Penhallow Hotel owners fined £80k for safety breaches

Penhallow Hotel fire Three people died as a result of the fire

The owners of a Cornish hotel destroyed by fire have been fined £80,000 and ordered to pay £62,000 costs for failing to meet fire safety standards.

Three Staffordshire people died in the blaze at the Penhallow Hotel in Newquay in August 2007.

In March O&C Holdsworth Ltd admitted failing to provide proper fire detection and alarm systems and failing to make a proper risk assessment.

The company, from Halifax, Yorkshire, was sentenced at Truro Crown Court.

Holidaymakers Joan Harper, 80, Monica Hughes, 86, and her son Peter, 43, died in the blaze, described by firefighters as the worst hotel fire in Britain for 40 years.

Mr Hughes, a teacher from Cheslyn Hay, Staffordshire, jumped from a third-floor window after trying in vain to save his mother.

Ms Harper, of Stoke-on-Trent, was also trapped, while her twin sister Marjorie Brys was one of more than 90 people who escaped the four-storey hotel.

John Hughes, Mrs Hughes' son and Peter's brother, said after the case: "To say I am disappointed with it is an understatement, it is a travesty.

"It should have been at least £500,000 in my estimation.
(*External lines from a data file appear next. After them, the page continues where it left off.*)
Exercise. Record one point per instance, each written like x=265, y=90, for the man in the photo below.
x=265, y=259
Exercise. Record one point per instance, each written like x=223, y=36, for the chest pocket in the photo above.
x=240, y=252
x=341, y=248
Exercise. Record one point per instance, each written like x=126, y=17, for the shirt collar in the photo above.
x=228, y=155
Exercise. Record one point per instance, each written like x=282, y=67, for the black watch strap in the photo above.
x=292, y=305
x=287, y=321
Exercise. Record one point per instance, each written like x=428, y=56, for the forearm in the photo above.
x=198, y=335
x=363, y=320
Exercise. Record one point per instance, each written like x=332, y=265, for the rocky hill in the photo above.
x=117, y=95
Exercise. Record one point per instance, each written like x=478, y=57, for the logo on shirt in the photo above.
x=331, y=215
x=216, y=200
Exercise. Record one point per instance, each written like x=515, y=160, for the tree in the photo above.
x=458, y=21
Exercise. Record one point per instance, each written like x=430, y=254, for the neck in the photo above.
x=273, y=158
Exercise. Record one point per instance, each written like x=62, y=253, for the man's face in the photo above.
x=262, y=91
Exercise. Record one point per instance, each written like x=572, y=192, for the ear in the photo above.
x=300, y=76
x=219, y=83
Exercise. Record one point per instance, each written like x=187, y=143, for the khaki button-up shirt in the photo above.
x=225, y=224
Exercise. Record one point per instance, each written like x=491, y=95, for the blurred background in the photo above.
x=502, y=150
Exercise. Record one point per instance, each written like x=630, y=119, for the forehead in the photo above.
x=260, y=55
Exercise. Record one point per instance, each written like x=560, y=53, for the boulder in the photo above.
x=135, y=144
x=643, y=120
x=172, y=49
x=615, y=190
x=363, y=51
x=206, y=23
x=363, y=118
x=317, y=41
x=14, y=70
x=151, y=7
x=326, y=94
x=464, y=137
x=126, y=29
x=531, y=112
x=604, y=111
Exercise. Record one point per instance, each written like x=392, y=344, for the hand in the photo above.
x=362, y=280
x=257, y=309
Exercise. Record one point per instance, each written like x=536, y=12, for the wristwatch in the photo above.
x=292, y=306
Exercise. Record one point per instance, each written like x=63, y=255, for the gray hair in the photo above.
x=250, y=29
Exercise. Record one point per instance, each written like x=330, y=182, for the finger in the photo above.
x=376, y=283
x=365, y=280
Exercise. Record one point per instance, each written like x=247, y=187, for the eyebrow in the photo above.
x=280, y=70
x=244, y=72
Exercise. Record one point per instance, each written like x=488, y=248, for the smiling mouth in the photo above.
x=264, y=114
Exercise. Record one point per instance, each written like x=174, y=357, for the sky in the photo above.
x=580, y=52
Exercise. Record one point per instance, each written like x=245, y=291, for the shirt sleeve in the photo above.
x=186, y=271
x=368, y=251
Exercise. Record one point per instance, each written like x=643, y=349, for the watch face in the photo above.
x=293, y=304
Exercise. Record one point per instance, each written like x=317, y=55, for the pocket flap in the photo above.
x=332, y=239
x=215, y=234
I was hoping that a large fine would have sent a message to the hotel industry at least."

'Systematic failure'

The court heard that the company had been warned by Cornwall Council about inadequate equipment more than a year before the fire.

Failings included the lack of an "L2" alarm system, which features loud fire and smoke alarms in every room.

The council said the fine would send a "very clear message" to hotel owners about the importance of fire safety legislation

Judge Christopher Paul Darlow said the company was not responsible for the fire which an inquest heard was probably the result of arson.

He also said it was impossible to say whether lives would have been saved if safety systems been up to scratch.

But he said there had been a "systemic failure" by the firm to ensure its chain of hotels in southern England had complied with regulations.

"This represents not just a one-off event but a systemic failure of this magnitude to illustrate the magnitude of risks present.

"These matters had been raised in July 2006 but had not been addressed by the time of the fire 13 months later."

O&C described the fire as a "tragedy" and said it had been left "devastated" by what happened.

"Following the fire we immediately initiated a comprehensive review of our health and safety and fire safety procedures at our other hotels and have strengthened the company guidelines and working practices to ensure full compliance."

An inquest into the deaths in 2009 returned open verdicts on all three victims.